Mais Lazovic a su se montrer d'une grande et rapide adaptabilité  face à de nouveaux challenges. A l'origine, elle fait ses début au théâtre avant de commencer à jouer dans la comédie phare de Vinko Bresan The Priest's Children et ensuite dans le rôle vedette dans le film de Lukas Nola: Hush, qui lui a permis de gagner le prix du meilleur première rôle à Pula.
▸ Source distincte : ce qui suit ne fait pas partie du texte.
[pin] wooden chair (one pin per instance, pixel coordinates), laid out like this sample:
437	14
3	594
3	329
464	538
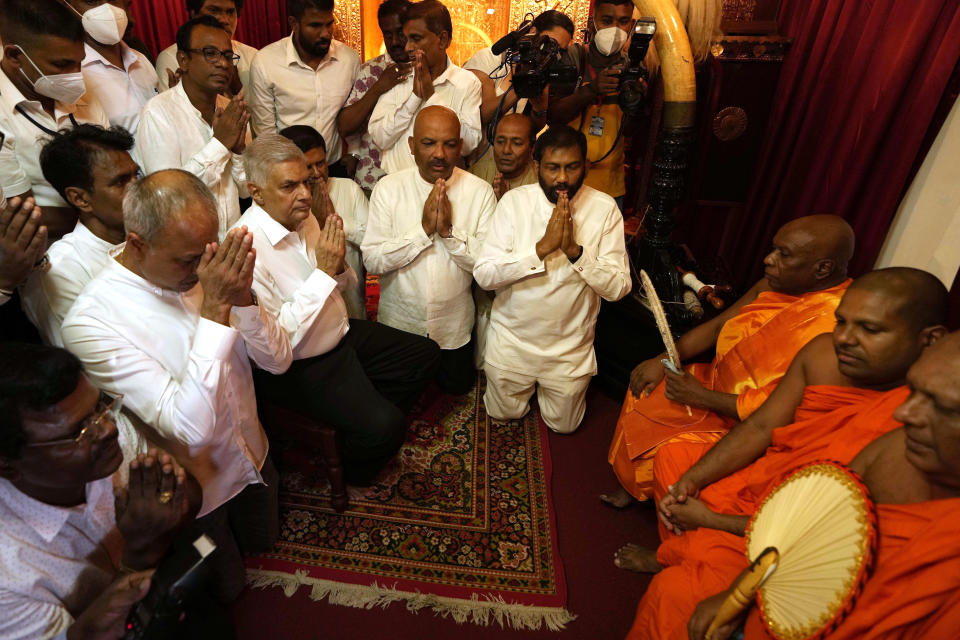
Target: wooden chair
299	428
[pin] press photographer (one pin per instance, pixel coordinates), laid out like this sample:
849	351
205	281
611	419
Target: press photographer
594	108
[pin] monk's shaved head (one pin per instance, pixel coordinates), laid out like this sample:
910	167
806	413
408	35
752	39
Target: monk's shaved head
919	296
810	254
436	143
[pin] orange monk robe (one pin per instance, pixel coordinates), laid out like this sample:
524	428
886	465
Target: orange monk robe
914	590
705	561
754	350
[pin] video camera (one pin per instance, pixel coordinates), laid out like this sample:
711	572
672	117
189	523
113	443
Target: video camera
632	90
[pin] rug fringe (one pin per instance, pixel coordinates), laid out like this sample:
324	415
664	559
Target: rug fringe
476	610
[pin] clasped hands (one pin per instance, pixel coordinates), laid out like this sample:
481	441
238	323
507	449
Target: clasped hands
559	233
437	211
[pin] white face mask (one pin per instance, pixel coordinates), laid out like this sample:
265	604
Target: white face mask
106	24
62	87
609	40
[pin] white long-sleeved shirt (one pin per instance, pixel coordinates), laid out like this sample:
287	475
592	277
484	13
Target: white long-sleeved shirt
286	91
186	377
545	312
121	91
425	280
54	561
392	120
352	206
167	59
25	128
173	135
306	302
46	296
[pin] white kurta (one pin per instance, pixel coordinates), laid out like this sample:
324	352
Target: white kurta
545	312
173	135
305	301
46	296
392	120
352	206
425	280
187	378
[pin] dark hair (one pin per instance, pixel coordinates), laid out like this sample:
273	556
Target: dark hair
552	18
25	18
296	8
185	32
433	13
393	8
194	6
67	159
305	137
561	137
32	376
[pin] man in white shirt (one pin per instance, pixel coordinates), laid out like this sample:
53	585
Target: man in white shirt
304	78
425	230
91	168
171	323
195	128
354	375
41	91
67	549
340	196
122	79
553	251
228	13
435	80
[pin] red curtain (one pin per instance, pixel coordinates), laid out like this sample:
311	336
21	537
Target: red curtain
853	107
156	22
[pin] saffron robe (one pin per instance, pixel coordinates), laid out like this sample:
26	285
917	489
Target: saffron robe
703	562
754	350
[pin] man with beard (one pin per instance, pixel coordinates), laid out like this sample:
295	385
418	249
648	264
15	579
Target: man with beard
426	226
376	77
304	78
553	251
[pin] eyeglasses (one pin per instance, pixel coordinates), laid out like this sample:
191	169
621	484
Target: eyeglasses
213	55
107	408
Aussi surprenant que cela soit, le première amour de Lazovic était en réalité la musique. “J'ai toujours pensé que je deviendrais une musicienne. Un jour, j'ai décidé d'arrêter car trop impatiente. Je suis allée à l'université, et j'ai oublié mes rêves de musique." A présent elle a trouvé une façon plus nuancé d'intégrer la musique dans son travail cinématographique.  Par exemple, sur le tournage de On the Shore Side, le réalisateur Zrinko Ogresta mettait constament de la musique d'ambiance pour aider les acteurs à rester dans leur personnages.

Juste au moment où Lazovic et moi progressions vers une discussion sur ses aspirations et ses craintes la minuterie se mis à sonner. Le journaliste attendu son tour sur le qui-vive. Avant que je ne parte elle réussi à me glisser qu'elle n'est pas inquiète pour son futur d'actrice. "je pense que si tu es bon dans ce que tu fais les choses vont bon train."

La ballade lui plait, et si les choses ne vont pas dans son sens, et bien " je pourrais toujours faire chanteuse de rue," dit-elle dans un faible sourire.